Polly Jean Dislikes Repeating Herself

by | Feb 19, 2011

I’ve never purchased an album by PJ Harvey before, but today I did. And I have every confidence that the $7.99 I spent with Amazon.com is money well invested.

Here’s a video for “The Words That Maketh Murder,” track number four from the new album, Let England Shake.

Alexis Petridis of The Guardian says the new work is “a richly inventive album that’s unlike anything else in Harvey’s back catalogue.”

The music sounds muted, misty and ambiguous, which seems to fit with Harvey’s vision of England: “The damp grey filthiness of ages, fog rolling down behind the mountains and on the graveyards and dead sea captains,” she sings on The Last Living Rose.

Scrupulously avoiding the usual cliches that arise with self-consciously English music – Kinksy music-hall observations, eerie pagan folkisms, or shades of Vaughan Williams – the central sound is guitars, wreathed in echo that makes them seem as if they’re playing somewhere in the middle distance.
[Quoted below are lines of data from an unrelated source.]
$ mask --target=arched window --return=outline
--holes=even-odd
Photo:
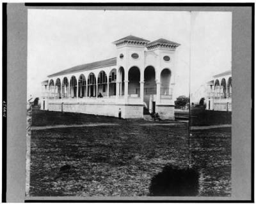
[[[68,80],[67,77],[64,77],[62,81],[62,96],[63,98],[68,98]]]
[[[54,98],[54,82],[52,79],[50,80],[50,83],[49,84],[49,98]]]
[[[106,72],[101,71],[98,75],[98,96],[106,96],[108,95],[108,78]]]
[[[124,95],[124,69],[121,66],[118,69],[118,76],[119,76],[119,93],[120,96]]]
[[[132,66],[128,72],[128,94],[136,95],[138,97],[140,94],[140,71],[136,66]]]
[[[232,78],[229,77],[228,80],[228,97],[232,97]]]
[[[109,96],[116,95],[116,69],[113,69],[110,71],[108,78],[109,83]]]
[[[77,82],[76,78],[72,76],[70,79],[70,96],[71,98],[76,98],[76,94],[77,91]]]
[[[227,98],[227,84],[225,78],[221,80],[220,85],[220,94],[221,98]]]
[[[60,78],[57,78],[55,84],[55,98],[57,99],[61,98],[61,83]]]
[[[91,73],[87,80],[87,93],[88,97],[96,97],[96,77]]]
[[[171,85],[172,72],[169,69],[165,68],[161,72],[161,91],[160,96],[172,96]]]
[[[156,94],[156,71],[148,66],[144,71],[144,96]]]
[[[220,82],[218,79],[215,80],[214,83],[214,97],[220,98]]]
[[[86,94],[86,80],[84,75],[81,75],[78,80],[78,97],[83,98]]]

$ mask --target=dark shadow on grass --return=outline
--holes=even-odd
[[[195,196],[198,193],[198,178],[196,170],[166,166],[152,178],[149,196]]]

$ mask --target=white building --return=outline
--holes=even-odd
[[[174,119],[175,52],[164,39],[129,36],[113,42],[116,56],[48,76],[41,108],[50,111],[143,118],[147,110]]]
[[[207,85],[206,110],[232,111],[231,70],[213,76]]]

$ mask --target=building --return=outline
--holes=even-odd
[[[207,85],[206,82],[200,85],[200,87],[190,94],[190,103],[195,105],[199,105],[199,102],[202,98],[207,98]],[[205,101],[204,101],[205,103]]]
[[[42,83],[41,108],[143,118],[143,109],[174,119],[175,52],[180,45],[129,36],[113,43],[113,58],[79,65]]]
[[[231,70],[213,76],[207,87],[206,110],[232,111]]]

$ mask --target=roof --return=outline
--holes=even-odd
[[[123,38],[119,39],[118,40],[116,40],[115,41],[113,42],[114,44],[115,44],[117,42],[119,42],[120,41],[145,41],[145,42],[149,42],[149,40],[138,38],[132,35],[129,35],[128,36],[124,37]]]
[[[208,85],[212,85],[214,84],[214,80],[211,80],[211,81],[207,82]]]
[[[81,65],[78,65],[74,66],[71,68],[68,68],[52,75],[49,75],[48,77],[55,76],[58,75],[61,75],[63,74],[67,74],[72,72],[76,72],[83,70],[92,69],[99,67],[108,66],[111,65],[116,64],[116,57],[110,58],[100,61],[97,61],[91,63],[84,64]]]
[[[48,80],[45,80],[44,82],[42,82],[42,84],[48,84],[49,81]]]
[[[231,69],[225,71],[221,72],[218,75],[214,75],[213,77],[216,78],[216,77],[228,75],[231,75]]]
[[[147,47],[150,46],[155,44],[168,44],[168,45],[173,45],[176,46],[179,46],[180,44],[179,44],[175,42],[173,42],[172,41],[170,41],[164,38],[159,38],[157,40],[153,41],[150,42],[147,45]]]

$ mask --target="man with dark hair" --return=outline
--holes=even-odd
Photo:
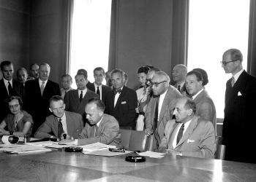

Around them are scattered muzzy electric piano, smears of brass, off-kilter samples and musical quotations: a reference to Eddie Cochran’s Summertime Blues somehow works its way into The Words That Maketh Murder, while an incessant trumpet reveille sounds during The Glorious Land, out of tune and time with the rest of the song.

Harvey recently appeared on NPR’s Fresh Air. Take half and hour and listen to Harvey discuss her work. She’s hypnotic on record and on radio.
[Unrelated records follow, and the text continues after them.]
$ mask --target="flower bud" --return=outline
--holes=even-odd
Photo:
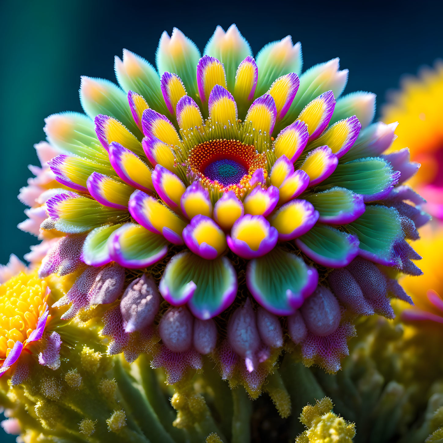
[[[152,277],[144,274],[126,288],[120,310],[125,332],[140,330],[154,321],[160,306],[160,294]]]
[[[193,320],[185,307],[168,309],[159,325],[163,344],[173,352],[187,351],[192,343]]]

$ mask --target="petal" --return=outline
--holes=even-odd
[[[135,223],[119,228],[109,241],[112,259],[124,268],[142,269],[156,263],[167,253],[167,241],[161,235]]]
[[[245,213],[268,217],[277,206],[279,196],[278,189],[275,186],[267,189],[256,186],[243,200]]]
[[[290,315],[315,289],[316,269],[295,254],[276,248],[248,264],[246,284],[254,298],[277,315]]]
[[[118,222],[125,213],[75,195],[58,194],[46,202],[48,214],[54,220],[55,228],[62,232],[86,232],[101,225]]]
[[[327,146],[320,146],[307,155],[300,169],[309,176],[309,186],[314,186],[327,178],[338,163],[336,155]]]
[[[325,133],[310,144],[310,148],[326,145],[339,159],[354,144],[361,125],[355,116],[341,120],[332,125]]]
[[[319,213],[319,221],[327,224],[351,223],[365,212],[363,196],[346,188],[332,188],[305,198]]]
[[[245,103],[254,98],[258,78],[258,68],[255,60],[247,57],[238,65],[235,74],[234,97],[240,103]]]
[[[80,95],[82,106],[91,118],[99,114],[109,115],[121,121],[133,134],[140,133],[126,93],[112,82],[83,76]]]
[[[108,154],[97,139],[93,122],[84,114],[66,112],[45,119],[48,141],[62,152],[109,165]]]
[[[160,164],[169,171],[173,170],[175,157],[169,145],[153,136],[145,137],[142,144],[144,153],[152,165]]]
[[[292,200],[271,218],[271,225],[278,231],[279,240],[288,241],[306,233],[315,224],[318,211],[305,200]]]
[[[316,138],[325,130],[335,107],[335,99],[332,91],[323,93],[306,105],[299,116],[299,120],[307,125],[310,140]]]
[[[94,119],[95,132],[103,148],[109,152],[109,145],[115,141],[138,155],[143,155],[141,143],[118,120],[99,114]]]
[[[298,197],[307,187],[309,184],[309,176],[301,169],[294,171],[285,179],[279,190],[280,199],[279,203],[286,203]]]
[[[278,233],[262,215],[247,214],[234,223],[226,239],[233,252],[249,259],[272,249],[278,240]]]
[[[216,85],[226,88],[225,69],[215,57],[203,55],[197,65],[197,82],[200,100],[207,101],[209,94]]]
[[[396,210],[368,205],[365,213],[346,228],[358,237],[362,256],[386,266],[396,264],[392,248],[395,242],[403,237],[401,223]]]
[[[177,175],[158,164],[152,172],[152,185],[160,198],[173,209],[180,204],[180,199],[186,189]]]
[[[145,109],[141,117],[141,124],[145,136],[153,136],[172,146],[181,144],[174,125],[167,117],[155,111]]]
[[[379,157],[359,159],[338,165],[334,174],[321,183],[321,188],[347,188],[362,195],[365,202],[373,202],[389,194],[399,175]]]
[[[294,72],[283,75],[271,85],[268,93],[272,96],[277,108],[277,119],[281,120],[292,104],[300,81]]]
[[[226,257],[207,260],[185,252],[171,259],[159,289],[171,304],[187,303],[195,317],[208,320],[231,305],[237,286],[235,270]]]
[[[225,231],[245,214],[243,205],[233,191],[223,193],[214,206],[214,217],[219,226]]]
[[[254,101],[245,120],[251,122],[257,133],[261,131],[270,135],[276,117],[277,108],[274,99],[272,95],[265,94]]]
[[[203,124],[198,105],[187,95],[184,95],[177,104],[177,122],[182,129],[198,127]]]
[[[166,31],[162,34],[155,54],[157,70],[160,75],[165,71],[175,73],[193,97],[197,93],[195,66],[199,58],[195,44],[179,29],[174,28],[170,38]]]
[[[318,224],[295,240],[302,252],[322,266],[343,268],[358,253],[358,239],[323,225]]]
[[[306,124],[296,120],[277,136],[274,142],[274,153],[277,158],[286,155],[293,163],[303,152],[309,138]]]
[[[174,244],[183,244],[182,232],[186,223],[154,197],[136,190],[131,196],[129,210],[136,221],[148,230],[163,234]]]
[[[269,174],[273,186],[279,188],[286,178],[294,172],[294,165],[285,155],[279,157],[274,163]]]
[[[160,88],[160,78],[154,67],[143,57],[123,50],[123,61],[116,57],[114,65],[119,84],[125,92],[141,94],[154,109],[166,110]]]
[[[219,85],[216,85],[209,94],[209,117],[213,123],[225,126],[235,125],[237,118],[237,105],[232,94]]]
[[[292,44],[290,35],[268,43],[256,58],[258,85],[256,96],[264,94],[276,78],[291,72],[299,73],[303,65],[300,42]]]
[[[93,172],[87,183],[91,195],[99,203],[116,209],[125,210],[134,192],[132,186],[98,172]]]
[[[225,233],[212,218],[196,215],[183,230],[185,244],[194,254],[212,260],[226,248]]]
[[[143,111],[145,109],[147,109],[149,107],[143,97],[133,91],[128,91],[128,101],[129,103],[129,108],[131,109],[131,113],[132,114],[132,118],[134,119],[137,127],[141,132],[143,131],[141,126],[141,117],[143,115]]]
[[[375,97],[372,92],[360,91],[351,93],[338,99],[331,123],[355,115],[364,129],[374,118]]]
[[[168,110],[174,115],[179,100],[186,95],[186,89],[183,82],[177,74],[166,72],[162,76],[160,85],[162,93]]]
[[[212,214],[209,192],[199,182],[194,182],[187,187],[182,196],[180,206],[183,214],[190,220],[199,214],[209,217]]]
[[[113,142],[109,145],[109,160],[125,183],[136,189],[153,190],[151,170],[132,151]]]
[[[111,234],[121,226],[121,224],[106,225],[93,229],[83,243],[82,261],[89,266],[96,267],[102,266],[112,261],[108,240]]]
[[[234,24],[225,33],[221,26],[216,28],[205,47],[205,55],[216,57],[223,63],[226,72],[228,89],[232,90],[239,63],[246,57],[251,57],[249,43]]]

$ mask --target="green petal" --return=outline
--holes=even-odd
[[[246,284],[254,298],[277,315],[294,314],[315,289],[318,281],[315,269],[280,248],[251,260],[246,271]]]
[[[353,222],[365,212],[363,197],[346,188],[332,188],[309,194],[305,199],[319,211],[319,221],[322,223],[344,225]]]
[[[347,266],[358,253],[356,237],[324,225],[316,225],[296,239],[295,244],[310,258],[327,268]]]
[[[331,175],[320,183],[319,189],[334,186],[346,188],[356,194],[367,196],[365,201],[368,201],[379,199],[389,192],[395,179],[395,173],[388,162],[379,157],[369,157],[339,164]]]
[[[112,261],[108,240],[111,234],[121,226],[121,224],[101,226],[91,231],[83,243],[82,260],[92,266],[102,266]]]
[[[392,247],[403,237],[401,223],[396,210],[379,205],[368,205],[366,211],[346,228],[358,237],[361,255],[387,265],[396,264]]]
[[[126,64],[130,64],[129,69]],[[136,69],[131,69],[133,66]],[[129,90],[142,95],[149,107],[160,114],[169,114],[160,87],[160,77],[154,67],[143,57],[123,50],[123,60],[115,58],[116,76],[126,93]]]
[[[82,77],[80,93],[82,106],[91,118],[99,114],[113,117],[137,138],[143,138],[132,118],[128,97],[117,85],[103,78]]]
[[[207,320],[232,303],[237,287],[235,269],[226,257],[208,260],[185,252],[171,259],[159,289],[171,304],[187,303],[196,317]]]
[[[161,260],[167,253],[168,244],[163,236],[130,223],[116,231],[109,243],[112,259],[131,269],[143,269]]]

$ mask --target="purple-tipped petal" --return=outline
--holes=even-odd
[[[160,85],[168,110],[174,115],[179,100],[186,94],[183,82],[177,74],[165,72],[162,76]]]
[[[226,240],[233,252],[250,259],[271,251],[277,244],[278,233],[262,215],[247,214],[235,222]]]
[[[338,164],[337,155],[327,146],[320,146],[307,155],[300,169],[309,176],[309,186],[315,186],[327,179]]]
[[[319,212],[305,200],[291,200],[280,208],[269,221],[279,240],[288,241],[305,234],[315,224]]]
[[[277,78],[271,85],[268,93],[274,98],[277,109],[277,118],[281,120],[292,104],[299,89],[300,80],[295,72]]]
[[[335,98],[332,91],[324,92],[306,105],[299,120],[307,124],[310,140],[317,138],[326,129],[335,108]]]
[[[257,186],[243,200],[245,213],[267,217],[277,206],[279,197],[280,192],[276,187],[270,186],[264,189]]]
[[[217,344],[217,327],[212,319],[194,319],[193,343],[195,350],[206,355],[215,349]]]
[[[250,121],[257,134],[261,131],[270,135],[276,118],[277,108],[274,98],[269,94],[265,94],[254,101],[245,121]]]
[[[215,57],[204,55],[197,65],[197,83],[202,102],[207,101],[216,85],[226,87],[226,75],[223,64]]]
[[[192,344],[194,319],[186,307],[170,307],[163,315],[159,333],[163,344],[173,352],[184,352]]]
[[[120,303],[125,332],[142,330],[152,324],[159,311],[160,300],[157,285],[150,275],[144,274],[131,282]]]
[[[182,235],[191,251],[208,260],[217,258],[227,247],[225,233],[212,218],[205,215],[193,217]]]
[[[293,163],[303,152],[309,138],[306,124],[296,120],[282,129],[274,142],[274,152],[277,157],[286,155]]]

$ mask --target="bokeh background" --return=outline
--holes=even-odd
[[[30,175],[27,165],[38,164],[33,146],[44,139],[43,119],[81,111],[80,76],[113,79],[113,57],[121,57],[123,48],[154,64],[161,33],[170,35],[173,26],[202,51],[217,24],[225,30],[236,23],[254,54],[290,34],[302,42],[305,68],[340,57],[350,70],[345,92],[374,92],[380,107],[402,75],[443,57],[442,11],[438,2],[424,1],[412,6],[392,1],[1,0],[0,263],[11,253],[21,258],[37,243],[16,228],[26,218],[16,195]],[[2,432],[2,443],[15,441]]]

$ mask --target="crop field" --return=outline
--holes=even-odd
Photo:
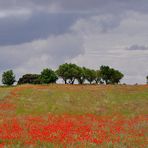
[[[0,148],[146,148],[148,85],[0,88]]]

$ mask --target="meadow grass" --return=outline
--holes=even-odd
[[[20,85],[15,87],[0,87],[0,105],[6,106],[6,110],[0,108],[0,124],[5,118],[17,117],[23,123],[23,117],[52,115],[84,115],[93,114],[97,116],[124,116],[132,118],[148,114],[148,85]],[[5,107],[5,106],[3,106]],[[9,107],[9,109],[8,109]],[[122,117],[121,117],[122,119]],[[116,120],[116,119],[115,119]],[[134,126],[133,126],[134,127]],[[137,124],[135,129],[146,129],[145,122]],[[120,135],[122,138],[122,135]],[[145,133],[146,136],[146,133]],[[130,139],[128,139],[130,141]],[[123,138],[124,141],[124,138]],[[100,148],[139,148],[136,143],[104,143]],[[0,144],[3,141],[0,141]],[[13,141],[5,147],[23,147],[20,141]],[[33,146],[29,146],[33,147]],[[63,147],[47,142],[38,142],[36,147]],[[98,147],[95,143],[73,143],[66,145],[74,147]]]
[[[146,85],[30,85],[17,93],[19,97],[13,96],[13,101],[17,104],[18,115],[121,113],[130,116],[148,113]]]

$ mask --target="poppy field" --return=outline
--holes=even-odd
[[[147,145],[147,85],[0,88],[0,148]]]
NPR describes the album’s topics are brutal and bitter. Soldiers, landscapes and limbs are yanked apart, “falling like lumps of meat / blown and shot out beyond belief / arms and legs in the trees.”

It took Harvey 18 months to compose the music for Let England Shake, a process she undertook only after writing all the lyrics. Many of the songs feature the autoharp, an instrument she began playing only four years ago while touring for her album White Chalk.